Its been years since I played with these tables, so I went out and retested this to refresh my memory, its the Aircharge mult tables for calculated load. They need to be adjusted along with the load at WOT table if you want desired load to not be limited. veeefour is right the maximum load tables don't seem to do anything. I've just told people to modify both because its been so long I forgot which was which.
Heres a stock pull vs the only change being the maximum load tables set to .65. Zero difference between the two.

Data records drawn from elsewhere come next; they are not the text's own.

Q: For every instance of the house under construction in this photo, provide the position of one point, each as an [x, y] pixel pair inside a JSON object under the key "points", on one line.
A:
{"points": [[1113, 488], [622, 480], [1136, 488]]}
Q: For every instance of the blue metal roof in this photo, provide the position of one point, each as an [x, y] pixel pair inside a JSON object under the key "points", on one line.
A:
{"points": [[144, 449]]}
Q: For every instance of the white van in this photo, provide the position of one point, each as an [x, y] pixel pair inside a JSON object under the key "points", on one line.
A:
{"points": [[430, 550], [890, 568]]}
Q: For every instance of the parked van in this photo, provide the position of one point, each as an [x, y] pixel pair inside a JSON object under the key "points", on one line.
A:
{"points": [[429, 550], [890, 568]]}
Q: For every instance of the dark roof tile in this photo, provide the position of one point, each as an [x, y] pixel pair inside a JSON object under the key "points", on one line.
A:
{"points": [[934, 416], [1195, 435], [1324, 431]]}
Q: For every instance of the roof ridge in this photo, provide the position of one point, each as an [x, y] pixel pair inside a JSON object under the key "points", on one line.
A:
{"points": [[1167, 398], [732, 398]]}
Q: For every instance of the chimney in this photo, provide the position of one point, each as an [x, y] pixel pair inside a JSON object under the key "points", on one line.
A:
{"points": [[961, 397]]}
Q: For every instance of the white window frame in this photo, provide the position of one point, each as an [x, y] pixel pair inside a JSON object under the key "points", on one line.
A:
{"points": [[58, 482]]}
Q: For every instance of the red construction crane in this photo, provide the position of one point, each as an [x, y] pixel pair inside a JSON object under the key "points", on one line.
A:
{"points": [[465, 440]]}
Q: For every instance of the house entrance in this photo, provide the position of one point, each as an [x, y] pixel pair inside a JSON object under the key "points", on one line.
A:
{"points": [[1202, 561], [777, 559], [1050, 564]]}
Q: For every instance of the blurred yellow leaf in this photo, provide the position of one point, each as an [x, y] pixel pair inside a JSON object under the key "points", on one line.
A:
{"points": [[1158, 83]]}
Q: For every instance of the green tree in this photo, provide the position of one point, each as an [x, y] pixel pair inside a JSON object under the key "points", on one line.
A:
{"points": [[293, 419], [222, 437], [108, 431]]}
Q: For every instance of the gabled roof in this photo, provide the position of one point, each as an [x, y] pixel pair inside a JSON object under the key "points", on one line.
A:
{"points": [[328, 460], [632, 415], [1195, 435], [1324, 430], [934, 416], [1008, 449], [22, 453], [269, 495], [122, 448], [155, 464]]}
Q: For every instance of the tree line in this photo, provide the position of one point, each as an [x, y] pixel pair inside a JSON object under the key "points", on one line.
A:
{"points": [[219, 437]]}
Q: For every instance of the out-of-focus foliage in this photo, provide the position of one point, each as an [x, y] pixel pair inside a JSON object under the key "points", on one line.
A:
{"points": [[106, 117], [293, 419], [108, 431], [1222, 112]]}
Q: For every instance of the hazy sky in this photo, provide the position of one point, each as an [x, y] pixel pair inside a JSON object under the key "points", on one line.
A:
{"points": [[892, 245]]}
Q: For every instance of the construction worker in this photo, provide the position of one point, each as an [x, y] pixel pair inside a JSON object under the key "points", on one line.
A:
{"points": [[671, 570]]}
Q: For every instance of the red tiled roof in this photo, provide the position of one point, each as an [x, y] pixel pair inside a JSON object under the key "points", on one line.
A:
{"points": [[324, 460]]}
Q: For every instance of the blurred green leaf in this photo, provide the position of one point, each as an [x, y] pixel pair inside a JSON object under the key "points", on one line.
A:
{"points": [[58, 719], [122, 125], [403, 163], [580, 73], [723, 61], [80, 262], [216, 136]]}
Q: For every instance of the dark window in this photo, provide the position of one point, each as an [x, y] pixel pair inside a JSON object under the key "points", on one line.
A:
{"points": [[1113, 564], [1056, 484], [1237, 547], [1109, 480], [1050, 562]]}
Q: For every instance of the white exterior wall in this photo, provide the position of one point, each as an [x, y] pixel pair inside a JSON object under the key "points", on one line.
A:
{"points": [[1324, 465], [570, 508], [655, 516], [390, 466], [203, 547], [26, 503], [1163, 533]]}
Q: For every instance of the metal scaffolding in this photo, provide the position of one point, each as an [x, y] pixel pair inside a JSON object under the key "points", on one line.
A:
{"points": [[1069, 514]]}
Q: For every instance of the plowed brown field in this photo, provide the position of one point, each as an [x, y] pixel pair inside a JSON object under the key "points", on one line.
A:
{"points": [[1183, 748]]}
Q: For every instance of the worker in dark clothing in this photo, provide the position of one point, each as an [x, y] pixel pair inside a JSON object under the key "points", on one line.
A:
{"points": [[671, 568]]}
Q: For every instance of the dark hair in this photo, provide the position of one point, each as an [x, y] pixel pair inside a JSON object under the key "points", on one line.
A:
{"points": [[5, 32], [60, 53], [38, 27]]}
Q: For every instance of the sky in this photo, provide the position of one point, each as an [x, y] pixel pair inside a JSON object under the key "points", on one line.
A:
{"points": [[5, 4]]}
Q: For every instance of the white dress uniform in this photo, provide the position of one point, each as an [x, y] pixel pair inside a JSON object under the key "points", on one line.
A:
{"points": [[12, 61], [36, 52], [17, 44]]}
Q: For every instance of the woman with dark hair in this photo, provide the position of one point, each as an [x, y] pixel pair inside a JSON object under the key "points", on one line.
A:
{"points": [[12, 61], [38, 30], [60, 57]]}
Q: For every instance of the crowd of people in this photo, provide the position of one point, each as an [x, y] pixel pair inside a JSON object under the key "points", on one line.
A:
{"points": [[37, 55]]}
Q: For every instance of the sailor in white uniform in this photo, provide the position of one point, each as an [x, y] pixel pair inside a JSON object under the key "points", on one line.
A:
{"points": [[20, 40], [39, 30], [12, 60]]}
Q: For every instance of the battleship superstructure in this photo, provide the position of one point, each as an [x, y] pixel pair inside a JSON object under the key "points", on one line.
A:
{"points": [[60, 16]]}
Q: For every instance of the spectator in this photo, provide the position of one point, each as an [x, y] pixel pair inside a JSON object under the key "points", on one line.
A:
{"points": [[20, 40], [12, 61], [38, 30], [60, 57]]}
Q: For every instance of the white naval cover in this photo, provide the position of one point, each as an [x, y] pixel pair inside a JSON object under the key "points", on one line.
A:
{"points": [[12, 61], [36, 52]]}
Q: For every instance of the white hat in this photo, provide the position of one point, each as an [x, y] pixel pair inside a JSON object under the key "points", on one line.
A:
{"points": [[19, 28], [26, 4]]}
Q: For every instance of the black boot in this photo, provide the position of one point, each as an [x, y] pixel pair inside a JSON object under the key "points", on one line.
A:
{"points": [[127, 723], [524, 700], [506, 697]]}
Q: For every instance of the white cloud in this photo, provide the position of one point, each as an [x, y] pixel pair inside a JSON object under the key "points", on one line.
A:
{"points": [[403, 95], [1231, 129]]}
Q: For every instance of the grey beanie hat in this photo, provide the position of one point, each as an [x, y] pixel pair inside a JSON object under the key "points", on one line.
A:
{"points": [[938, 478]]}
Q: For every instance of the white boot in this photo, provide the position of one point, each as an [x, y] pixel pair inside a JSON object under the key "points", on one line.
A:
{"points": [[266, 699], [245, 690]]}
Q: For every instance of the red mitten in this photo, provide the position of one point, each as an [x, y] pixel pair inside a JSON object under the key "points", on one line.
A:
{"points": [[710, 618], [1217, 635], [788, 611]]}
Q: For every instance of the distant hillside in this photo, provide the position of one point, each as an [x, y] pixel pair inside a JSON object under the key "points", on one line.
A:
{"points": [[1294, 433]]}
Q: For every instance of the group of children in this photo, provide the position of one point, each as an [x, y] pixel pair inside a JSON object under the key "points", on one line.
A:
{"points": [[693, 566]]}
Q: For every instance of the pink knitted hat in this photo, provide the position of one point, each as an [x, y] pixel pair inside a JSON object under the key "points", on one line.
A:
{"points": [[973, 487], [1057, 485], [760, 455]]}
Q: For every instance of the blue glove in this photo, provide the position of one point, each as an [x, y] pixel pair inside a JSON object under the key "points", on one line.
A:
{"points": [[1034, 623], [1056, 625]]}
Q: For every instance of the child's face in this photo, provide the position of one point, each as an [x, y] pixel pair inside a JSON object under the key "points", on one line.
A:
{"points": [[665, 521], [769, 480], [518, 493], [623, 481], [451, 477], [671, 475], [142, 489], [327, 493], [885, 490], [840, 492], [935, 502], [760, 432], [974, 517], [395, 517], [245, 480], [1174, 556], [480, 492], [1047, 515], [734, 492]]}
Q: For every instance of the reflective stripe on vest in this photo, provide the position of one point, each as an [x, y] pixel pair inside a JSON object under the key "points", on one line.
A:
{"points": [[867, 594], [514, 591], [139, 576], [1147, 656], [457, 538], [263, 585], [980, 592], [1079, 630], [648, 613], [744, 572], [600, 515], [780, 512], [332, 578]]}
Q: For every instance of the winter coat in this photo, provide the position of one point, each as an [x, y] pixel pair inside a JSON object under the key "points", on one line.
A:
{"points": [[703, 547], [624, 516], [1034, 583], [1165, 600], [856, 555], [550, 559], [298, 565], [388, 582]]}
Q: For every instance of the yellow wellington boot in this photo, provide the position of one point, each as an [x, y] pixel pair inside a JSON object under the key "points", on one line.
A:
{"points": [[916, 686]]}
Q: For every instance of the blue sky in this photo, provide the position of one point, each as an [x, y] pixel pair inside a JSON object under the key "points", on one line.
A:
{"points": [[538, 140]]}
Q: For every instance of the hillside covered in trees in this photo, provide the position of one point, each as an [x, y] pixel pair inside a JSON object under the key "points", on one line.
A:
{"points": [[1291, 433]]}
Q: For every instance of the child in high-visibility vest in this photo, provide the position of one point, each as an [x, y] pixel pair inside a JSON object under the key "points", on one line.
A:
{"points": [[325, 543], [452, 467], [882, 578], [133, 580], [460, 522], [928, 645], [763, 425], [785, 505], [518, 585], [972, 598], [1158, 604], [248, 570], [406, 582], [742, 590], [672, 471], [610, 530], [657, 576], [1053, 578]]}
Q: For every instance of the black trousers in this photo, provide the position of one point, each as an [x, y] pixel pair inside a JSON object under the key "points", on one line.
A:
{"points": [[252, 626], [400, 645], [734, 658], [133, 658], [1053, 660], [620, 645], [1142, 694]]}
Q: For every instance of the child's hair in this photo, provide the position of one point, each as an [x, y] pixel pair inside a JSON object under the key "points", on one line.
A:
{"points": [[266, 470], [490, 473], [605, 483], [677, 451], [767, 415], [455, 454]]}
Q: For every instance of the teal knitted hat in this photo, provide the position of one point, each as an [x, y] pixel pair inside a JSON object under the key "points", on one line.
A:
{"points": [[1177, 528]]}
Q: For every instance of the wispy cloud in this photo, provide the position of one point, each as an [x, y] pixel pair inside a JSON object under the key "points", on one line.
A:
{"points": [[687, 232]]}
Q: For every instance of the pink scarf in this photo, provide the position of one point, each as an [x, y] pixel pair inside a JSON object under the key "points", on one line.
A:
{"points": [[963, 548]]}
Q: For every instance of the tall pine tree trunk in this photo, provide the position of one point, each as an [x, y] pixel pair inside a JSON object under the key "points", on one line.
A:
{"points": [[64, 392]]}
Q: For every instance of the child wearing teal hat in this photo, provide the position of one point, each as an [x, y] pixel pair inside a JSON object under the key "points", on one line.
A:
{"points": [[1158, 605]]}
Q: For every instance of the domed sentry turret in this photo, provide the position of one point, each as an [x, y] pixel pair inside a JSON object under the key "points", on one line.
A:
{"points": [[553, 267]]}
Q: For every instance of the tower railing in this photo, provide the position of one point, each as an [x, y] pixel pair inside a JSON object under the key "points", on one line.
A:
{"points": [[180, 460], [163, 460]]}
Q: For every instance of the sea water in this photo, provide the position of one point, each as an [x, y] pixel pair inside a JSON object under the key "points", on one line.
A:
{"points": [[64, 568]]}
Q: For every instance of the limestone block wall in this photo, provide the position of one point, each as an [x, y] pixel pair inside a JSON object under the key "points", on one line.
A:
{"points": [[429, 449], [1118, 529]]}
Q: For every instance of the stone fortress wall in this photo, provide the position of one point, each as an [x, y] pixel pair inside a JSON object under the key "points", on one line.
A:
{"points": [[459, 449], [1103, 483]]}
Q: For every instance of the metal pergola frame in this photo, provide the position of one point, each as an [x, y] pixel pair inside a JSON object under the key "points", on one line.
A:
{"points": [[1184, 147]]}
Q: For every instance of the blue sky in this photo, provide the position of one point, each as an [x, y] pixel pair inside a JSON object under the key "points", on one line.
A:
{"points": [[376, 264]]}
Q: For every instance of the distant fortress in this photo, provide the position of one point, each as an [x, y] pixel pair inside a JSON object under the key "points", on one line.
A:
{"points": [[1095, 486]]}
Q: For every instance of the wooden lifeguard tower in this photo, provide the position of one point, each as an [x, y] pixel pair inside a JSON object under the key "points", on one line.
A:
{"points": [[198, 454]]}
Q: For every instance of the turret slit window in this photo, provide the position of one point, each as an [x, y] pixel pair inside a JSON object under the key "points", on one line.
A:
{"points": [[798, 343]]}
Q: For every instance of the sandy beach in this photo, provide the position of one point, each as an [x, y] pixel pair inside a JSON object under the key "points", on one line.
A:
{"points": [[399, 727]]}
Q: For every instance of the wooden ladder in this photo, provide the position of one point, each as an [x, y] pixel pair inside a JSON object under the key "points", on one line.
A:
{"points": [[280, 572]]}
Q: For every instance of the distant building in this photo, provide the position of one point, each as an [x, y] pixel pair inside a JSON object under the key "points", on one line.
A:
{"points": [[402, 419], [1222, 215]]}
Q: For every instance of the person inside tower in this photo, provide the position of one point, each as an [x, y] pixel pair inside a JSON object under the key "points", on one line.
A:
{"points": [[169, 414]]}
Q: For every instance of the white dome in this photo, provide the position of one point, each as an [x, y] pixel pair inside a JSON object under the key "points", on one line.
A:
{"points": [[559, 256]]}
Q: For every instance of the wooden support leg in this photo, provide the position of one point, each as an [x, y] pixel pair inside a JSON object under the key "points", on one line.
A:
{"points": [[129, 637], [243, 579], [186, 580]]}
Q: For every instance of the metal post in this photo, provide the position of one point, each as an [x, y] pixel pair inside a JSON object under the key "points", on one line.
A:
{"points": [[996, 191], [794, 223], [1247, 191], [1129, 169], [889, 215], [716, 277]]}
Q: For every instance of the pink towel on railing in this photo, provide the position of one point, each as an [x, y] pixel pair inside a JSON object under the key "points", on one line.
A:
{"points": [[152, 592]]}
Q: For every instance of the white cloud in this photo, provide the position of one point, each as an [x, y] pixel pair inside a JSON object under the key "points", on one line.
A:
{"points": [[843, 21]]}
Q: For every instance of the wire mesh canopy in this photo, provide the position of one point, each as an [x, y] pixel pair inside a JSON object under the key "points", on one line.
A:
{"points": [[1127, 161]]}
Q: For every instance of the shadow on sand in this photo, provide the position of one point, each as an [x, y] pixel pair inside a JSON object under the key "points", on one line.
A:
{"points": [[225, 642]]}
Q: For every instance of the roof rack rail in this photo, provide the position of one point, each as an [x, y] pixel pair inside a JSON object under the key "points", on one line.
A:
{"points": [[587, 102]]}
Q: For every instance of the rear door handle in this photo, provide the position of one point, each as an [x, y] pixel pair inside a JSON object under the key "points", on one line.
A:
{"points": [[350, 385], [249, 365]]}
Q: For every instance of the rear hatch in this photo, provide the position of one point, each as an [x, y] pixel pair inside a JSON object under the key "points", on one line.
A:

Stock vs .65 max calculated load list.jpg
Desired load is governed by calculated load via IPC. This is what happens when you set aircharge multi to .65. airload and desired load follow each other as normal below the new limit. Calculated load (based on throttle airflow) raises much faster than throttle angle (based on DD table torque values). Once the ECU figures out they don't just disagree, but the airflow is much higher than the throttle angle in the TB model says it should be, you get a wrench light. Load breached .6 (.65 * the load at WOT aircharge), calculated load is at 100% and airflow was increasing. The stock system acted very quickly to a hardware problem. Desired load and all the torque based system is then set to FMEM bypassed and the pedal still uses calculated load to get its airload and engine torque values. You could just disable all the IPC and increase the allowed torque errors, and that is what most people do to stop wrench lights, well before the Whipple and Roush files were decrypted. This is just to show calculated load (the thing most people ignore) is the IPC and more trusted. The math equations modeling the physical hardware and MAP are more trusted than the air sensors or the position sensors which the desired load and TQ rely on. You should make sure these models are accurate before you just dump a bunch of error into the TQ-load tables. They are ment to take up some of the error the models inherently have, but not a whole lot like adding more than double atmospheric pressure does to the SD section and hence TB model and injectors flow model. Next to the MAF transfer, SD is the second most important model in the whole system. You can only correctly tune it with good MAF transfer, injector data, TB model, and a MAP sensor.
Line is where it light the wrench light
Aircharge mult .65 wrench.png
Operation with out the desired load/ desired torque. .65 aircharge multipler limits to .6 air load fine and still reports accurate engine brake torque. Does not drive smoothly, especially at low throttle angles, where the TB model is not accurate and the load/ torque model is better.